From: Pankaj Gupta <pagupta@redhat.com>
To: Stefan Hajnoczi <stefanha@redhat.com>
Cc: virtio-dev@lists.oasis-open.org, mst@redhat.com,
david@redhat.com, riel@surriel.com,
dan j williams <dan.j.williams@intel.com>,
aarcange@redhat.com, cohuck@redhat.com, lcapitulino@redhat.com,
nilal@redhat.com
Subject: [virtio-dev] Re: [RFC] virtio-pmem: PMEM device spec
Date: Thu, 11 Apr 2019 05:02:33 -0400 (EDT) [thread overview]
Message-ID: <952782165.20990220.1554973353161.JavaMail.zimbra@redhat.com> (raw)
In-Reply-To: <20190410144245.GD9868@stefanha-x1.localdomain>
Hi Stefan,
Thank you for the review. Please find my reply inline.
> > diff --git a/virtio-pmem.tex b/virtio-pmem.tex
> > new file mode 100644
> > index 0000000..04e07bb
> > --- /dev/null
> > +++ b/virtio-pmem.tex
> > @@ -0,0 +1,134 @@
> > +\section{PMEM Device}\label{sec:Device Types / PMEM Device}
> > +
> > +The virtio pmem is a fake persistent memory (NVDIMM) device
> > +used to bypass the guest page cache and provide a virtio
> > +based asynchronous flush mechanism. This avoids the need
>
> Is there anything "fake" about virtio-pmem from the perspective of the
> device interface?
I think I should remove fake Keyword here.
>
> What you are describing is one use case. But on a platform that doesn't
> have existing physical NVDIMM interfaces, ACPI, etc maybe virtio-pmem
> would be used to pass through physical NVDIMMs from the host? If you
> agree, then it might make sense to describe the device simply as a
> persistent memory device and give "fake NVDIMM" as an example use case
> in a separate paragraph. This would make the text more future-proof.
Yes, good point point. I will add a separate paragraph for "fake NVDIMM"
as an example usecase.
>
> > +of a separate page cache in guest and keeps page cache only
> > +in the host.
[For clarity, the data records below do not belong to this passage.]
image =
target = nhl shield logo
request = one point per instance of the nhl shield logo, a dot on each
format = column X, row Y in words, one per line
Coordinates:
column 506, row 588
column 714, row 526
Under memory pressure, the host makes use of
> > +effecient memory reclaim decisions for page cache pages
>
> efficient
o.k
>
> Please use a spell-checker like aspell or ispell.
Sure.
>
> > +of all the guests. This helps to reduce the memory footprint
> > +and fit more guests in the host system.
> > +
> > +\subsection{Device ID}\label{sec:Device Types / PMEM Device / Device ID}
> > + 25
> > +
> > +\subsection{Virtqueues}\label{sec:Device Types / PMEM Device / Virtqueues}
> > +\begin{description}
> > +\item[0] req_vq
> > +\end{description}
> > +
> > +\subsection{Feature bits}\label{sec:Device Types / PMEM Device / Feature
> > bits}
> > +
> > +There are currently no feature bits defined for this device.
> > +
> > +\subsection{Device configuration layout}\label{sec:Device Types / PMEM
> > Device / Device configuration layout}
> > +
> > +\begin{lstlisting}
> > +struct virtio_pmem_config {
> > + le64 start;
> > + le64 size;
> > +};
> > +\end{lstlisting}
> > +
> > +\field{start} contains the guest physical address of the start of the
> > +physical address range to be hotplugged into the guest address space
> > +using the pmem API.
>
> What pmem API? This specification shouldn't be written from a Linux
> kernel internals point of view. It should be possible to implement BSD,
> Windows, etc drivers too.
o.k. will change this to generic naming common to other operating systems.
>
> Just saying that this is the physical address of the start of the
> persistent memory range is enough.
>
> > +\field{size} contains the length of this address range.
>
> "in bytes" would be nice because it makes the units explicit.
yes.
>
> > +
> > +\subsection{Device Initialization}\label{sec:Device Types / PMEM Device /
> > Device Initialization}
> > +
> > +Device hotplugs physical memory to guest address space. Persistent memory
> > device
> > +is emulated with file backed memory at host side.
>
> File-backed memory is a detail of one possible use case. The spec
> shouldn't be tied to this single use case.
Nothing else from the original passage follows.